Vibrio alginolyticus Survives From Ofloxacin Stress by Metabolic Adjustment

Antibiotic-resistant Vibrio alginolyticus becomes a worldwide challenge threatening both human health and food safety. The approach in managing such infection is largely absent, despite the fact that the mechanisms of antibiotic resistance have been extensively investigated. Metabolic modulation has been documented to be a novel approach in improving antibiotic efficacy. In this study, we characterize the metabolic signature of V. alginolyticus exposed to 0.3 or 0.5 mu g/ml of ofloxacin (OFX). By profiling the metabolome, we find that bacteria treated by the two different concentrations of OFX generate different metabolic signatures. While a part of these metabolites was shared by both groups, the other metabolites represent their own signatures. The pathway enrichment analysis demonstrates that the pyruvate cycle is disrupted in the bacteria treated by the 0.3 mu g/ml OFX as compared to those by the 0.5 mu g/ml.
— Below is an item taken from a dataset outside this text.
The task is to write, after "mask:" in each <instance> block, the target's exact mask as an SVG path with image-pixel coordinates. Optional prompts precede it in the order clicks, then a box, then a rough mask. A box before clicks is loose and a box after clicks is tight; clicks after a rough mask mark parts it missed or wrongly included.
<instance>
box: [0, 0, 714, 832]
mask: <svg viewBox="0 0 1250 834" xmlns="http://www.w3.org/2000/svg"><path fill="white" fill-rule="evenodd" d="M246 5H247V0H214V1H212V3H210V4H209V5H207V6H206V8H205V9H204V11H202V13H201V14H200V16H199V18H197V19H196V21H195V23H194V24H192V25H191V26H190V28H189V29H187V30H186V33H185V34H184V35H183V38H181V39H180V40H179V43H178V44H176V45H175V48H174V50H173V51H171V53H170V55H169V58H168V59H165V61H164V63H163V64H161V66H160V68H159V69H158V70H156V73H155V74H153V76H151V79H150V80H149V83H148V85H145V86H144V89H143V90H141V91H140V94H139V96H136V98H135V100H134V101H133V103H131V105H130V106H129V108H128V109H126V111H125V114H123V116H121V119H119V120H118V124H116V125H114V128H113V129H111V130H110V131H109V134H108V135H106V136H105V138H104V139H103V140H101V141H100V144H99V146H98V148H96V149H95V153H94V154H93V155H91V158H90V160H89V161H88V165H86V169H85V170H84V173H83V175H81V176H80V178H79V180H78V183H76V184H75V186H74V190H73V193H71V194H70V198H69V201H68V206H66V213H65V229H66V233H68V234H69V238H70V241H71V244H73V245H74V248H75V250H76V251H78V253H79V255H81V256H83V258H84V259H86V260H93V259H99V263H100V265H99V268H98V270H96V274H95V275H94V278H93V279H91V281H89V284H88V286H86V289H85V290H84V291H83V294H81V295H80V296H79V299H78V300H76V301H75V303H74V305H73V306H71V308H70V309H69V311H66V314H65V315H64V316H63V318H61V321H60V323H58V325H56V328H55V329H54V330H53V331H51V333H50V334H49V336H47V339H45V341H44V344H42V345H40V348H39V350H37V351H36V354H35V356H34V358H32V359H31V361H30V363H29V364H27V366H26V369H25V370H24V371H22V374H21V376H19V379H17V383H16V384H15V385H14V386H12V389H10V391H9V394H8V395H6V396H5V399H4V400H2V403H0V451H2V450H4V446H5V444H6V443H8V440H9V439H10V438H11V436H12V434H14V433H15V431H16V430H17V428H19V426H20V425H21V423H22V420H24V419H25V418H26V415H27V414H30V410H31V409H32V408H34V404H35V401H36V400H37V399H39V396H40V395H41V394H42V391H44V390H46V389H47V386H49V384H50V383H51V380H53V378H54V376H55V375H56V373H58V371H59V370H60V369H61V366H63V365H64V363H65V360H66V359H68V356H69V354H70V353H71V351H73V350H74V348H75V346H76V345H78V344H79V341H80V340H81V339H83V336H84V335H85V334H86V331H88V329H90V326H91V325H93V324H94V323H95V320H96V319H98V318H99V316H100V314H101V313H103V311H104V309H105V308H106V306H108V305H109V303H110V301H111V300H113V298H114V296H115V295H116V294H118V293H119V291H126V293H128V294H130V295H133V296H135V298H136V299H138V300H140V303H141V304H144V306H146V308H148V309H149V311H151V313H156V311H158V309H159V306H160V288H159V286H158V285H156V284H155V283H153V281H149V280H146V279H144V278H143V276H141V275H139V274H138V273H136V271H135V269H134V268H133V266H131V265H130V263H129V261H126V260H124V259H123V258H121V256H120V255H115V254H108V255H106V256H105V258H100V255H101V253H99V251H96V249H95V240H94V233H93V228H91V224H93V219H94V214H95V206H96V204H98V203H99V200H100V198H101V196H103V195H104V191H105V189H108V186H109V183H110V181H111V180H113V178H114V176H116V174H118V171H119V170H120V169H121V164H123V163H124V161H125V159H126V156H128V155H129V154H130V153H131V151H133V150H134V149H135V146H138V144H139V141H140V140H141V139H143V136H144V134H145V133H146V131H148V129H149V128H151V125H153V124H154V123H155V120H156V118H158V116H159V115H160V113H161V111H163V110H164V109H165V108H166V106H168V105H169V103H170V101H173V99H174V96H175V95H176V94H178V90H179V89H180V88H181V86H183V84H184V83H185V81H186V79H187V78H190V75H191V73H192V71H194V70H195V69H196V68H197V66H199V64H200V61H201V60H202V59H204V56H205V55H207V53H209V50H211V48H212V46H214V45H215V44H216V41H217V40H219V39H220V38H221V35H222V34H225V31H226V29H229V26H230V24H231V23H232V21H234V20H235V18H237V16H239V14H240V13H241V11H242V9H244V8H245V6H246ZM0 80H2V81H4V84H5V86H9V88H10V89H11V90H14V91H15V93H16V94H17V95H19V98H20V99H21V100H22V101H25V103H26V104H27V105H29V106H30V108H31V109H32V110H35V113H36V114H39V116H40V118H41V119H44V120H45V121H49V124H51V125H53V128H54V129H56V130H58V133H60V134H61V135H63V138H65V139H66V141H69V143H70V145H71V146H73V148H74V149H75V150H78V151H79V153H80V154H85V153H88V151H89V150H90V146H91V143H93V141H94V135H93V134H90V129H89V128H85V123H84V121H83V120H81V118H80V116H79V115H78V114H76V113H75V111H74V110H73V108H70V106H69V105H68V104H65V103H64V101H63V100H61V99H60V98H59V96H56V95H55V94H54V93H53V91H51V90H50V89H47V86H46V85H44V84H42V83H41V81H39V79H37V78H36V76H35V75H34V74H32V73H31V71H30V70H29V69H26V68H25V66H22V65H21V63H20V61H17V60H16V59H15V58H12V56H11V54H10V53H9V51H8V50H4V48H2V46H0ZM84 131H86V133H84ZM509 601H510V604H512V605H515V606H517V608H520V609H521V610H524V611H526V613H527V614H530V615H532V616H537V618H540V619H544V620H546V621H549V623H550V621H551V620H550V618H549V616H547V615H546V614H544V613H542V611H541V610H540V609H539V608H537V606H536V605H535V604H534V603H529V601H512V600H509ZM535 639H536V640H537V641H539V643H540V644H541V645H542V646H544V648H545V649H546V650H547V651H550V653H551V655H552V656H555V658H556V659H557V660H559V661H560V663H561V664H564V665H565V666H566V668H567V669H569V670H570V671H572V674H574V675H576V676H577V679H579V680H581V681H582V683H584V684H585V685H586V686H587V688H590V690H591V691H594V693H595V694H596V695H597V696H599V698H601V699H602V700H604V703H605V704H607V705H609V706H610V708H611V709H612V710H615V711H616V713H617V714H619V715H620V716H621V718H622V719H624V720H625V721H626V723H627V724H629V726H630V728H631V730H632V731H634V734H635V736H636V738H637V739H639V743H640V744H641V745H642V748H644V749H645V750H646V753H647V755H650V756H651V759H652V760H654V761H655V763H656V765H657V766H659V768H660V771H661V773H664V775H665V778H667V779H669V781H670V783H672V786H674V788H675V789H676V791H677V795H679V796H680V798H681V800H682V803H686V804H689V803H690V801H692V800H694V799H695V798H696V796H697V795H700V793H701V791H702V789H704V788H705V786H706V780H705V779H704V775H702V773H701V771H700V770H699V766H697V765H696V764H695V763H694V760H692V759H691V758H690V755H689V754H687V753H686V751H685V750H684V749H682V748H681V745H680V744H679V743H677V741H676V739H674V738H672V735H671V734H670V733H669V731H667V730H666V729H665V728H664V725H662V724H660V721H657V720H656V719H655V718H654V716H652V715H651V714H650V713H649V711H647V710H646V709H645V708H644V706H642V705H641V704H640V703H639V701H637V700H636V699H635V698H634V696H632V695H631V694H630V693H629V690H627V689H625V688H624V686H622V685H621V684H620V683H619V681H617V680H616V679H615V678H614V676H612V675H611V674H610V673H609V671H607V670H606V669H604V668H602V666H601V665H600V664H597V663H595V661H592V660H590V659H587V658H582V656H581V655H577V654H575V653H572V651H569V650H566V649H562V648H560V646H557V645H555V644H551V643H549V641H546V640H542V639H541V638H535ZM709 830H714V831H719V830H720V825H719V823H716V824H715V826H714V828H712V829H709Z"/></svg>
Importantly, the disruption of pyruvate cycle confers the capability of bacteria to survive under 0.5 mu g/ml of antibiotic stress. Further analysis identifies that the fatty acid biosynthesis is elevated in bacteria treated by 0.3 mu g/ml OFX, and inhibition on fatty acid completely prevents the bacteria from survival even under such dose of antibiotic stress. Our study suggests that bacteria adapt to antibiotic stress by modulating the metabolic flux for survival, which could be targeted to increase antibiotic efficacy.

Automated summary

Antibiotic-resistant Vibrio alginolyticus is a global challenge for human health and food safety. This study reveals that metabolic modulation could be a novel approach to enhance antibiotic efficacy. By comparing the metabolic profiles of bacteria treated with different concentrations of ofloxacin, it is found that bacteria adapt to antibiotic stress by altering metabolic flux, with disruption of the pyruvate cycle and elevation of fatty acid biosynthesis playing crucial roles.